Yeni Ufuklar'da ara
PODCAST 156
Toplam Faktör Verimliliği nasıl artırılır?

Prof. Dr. Sinan Kayalıgil, “Toplam Faktör Verimliliğinin Artırılmasına Yönelik Politika Çerçevesi Geliştirilmesi”

UNDP Türkiye: Birleşmiş Milletler Kalkınma Programı Türkiye Temsilciliği’nin hazırladığı Yeni Ufuklar Programı ile birlikteyiz.
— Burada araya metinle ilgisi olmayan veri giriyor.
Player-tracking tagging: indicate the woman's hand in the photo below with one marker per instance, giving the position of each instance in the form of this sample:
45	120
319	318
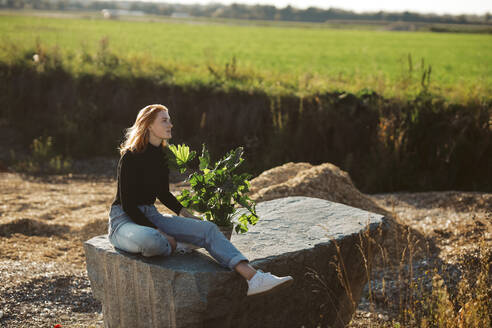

Bu bölümde, Türkiye’de toplam faktör verimliliğinin artırılmasına yönelik bir politika çerçevesi geliştirilmesini amaçlayan bir projeden bahsedeceğiz. “Toplam Faktör Verimliliğinin Artırılmasına Yönelik Politika Çerçevesi Geliştirilmesi” projesi, Avrupa Birliği (AB) finansmanıyla UNDP tarafından Kalkınma Bakanlığı ile birlikte uygulanıyor. Projeyle toplam faktör verimliliğinin önündeki engellerin belirlenmesi, bu engellerin ortadan kaldırılmasına yönelik politika çerçevesi geliştirmesi ve politika çerçevesinin pilot uygulamalar ile test edilmesi hedefleniyor. Peki, toplam faktör verimliliği nedir? Projenin Takım Lideri Yardımcısı Prof. Dr. Sinan Kayalıgil şöyle açıklıyor:

Sinan Kayalıgil: Toplam Faktör Verimliliği, üretim içinde yer alan iki temel faktör olan sermaye ve işgücünün katkılarının dışında üretimi büyüten bütün etkenlerin toplam etkisidir. Ben bunu anlatırken sinerji sözcüğünü kullanıyorum. Yani siz iki tane işçiyle bir tane makineyi bir araya getirdiğiniz zaman, her ikisinin yapabileceğinden daha fazlasını yapabilirsiniz. Bunu sağlayan şey nedir? Bunu sağlayan şey; sizin onlara kattığınız bilgi, sizin onlara kattığınız motivasyon, onların kullandıkları organizasyon, onların iş yaptıkları piyasayı iyi tanımaları türünde yalnızca iş gücü ve makinenin değil, bunların dışındaki etkenler sayesinde biz üretimi büyütebiliriz. Dünyada buna yoğunlaşılmasının, buna odaklanılmasının asıl sebebi, hem sermayenin git gide kıtlaşması hem de istihdam olanaklarının; yani insanların çalışma saatlerinin, çalışma isteklerinin, iş yerinde bulunma isteklerinin git gide azalması. İnsanların artık daha az saat çalışmak istiyorlar, daha rahat ortamlarda çalışmak istiyorlar, olanak varsa evlerinden çalışmak istiyorlar. O yüzden de iş gücünü çok dikkatli ve tutumlu kullanmak gerekiyor. Finansman kaynakları da öyle. Çok bol değil ve bunları da çok dikkatli kullanmak gerekiyor. Bunun ötesinde, bir de dünyayı tüketmememiz gerekiyor, Sürdürülebilir olmamız gerekiyor. Sürdürülebilirlik için de, su gibi, madenler gibi, toprak gibi, ağaç gibi kaynakları dikkatli kullanmamız gerekiyor. Bütün bunları dikkatli kullanmanın tek çaresi bilgi ve organizasyon. İşte bunlar toplam faktör verimliliğini sağlayan hususlar.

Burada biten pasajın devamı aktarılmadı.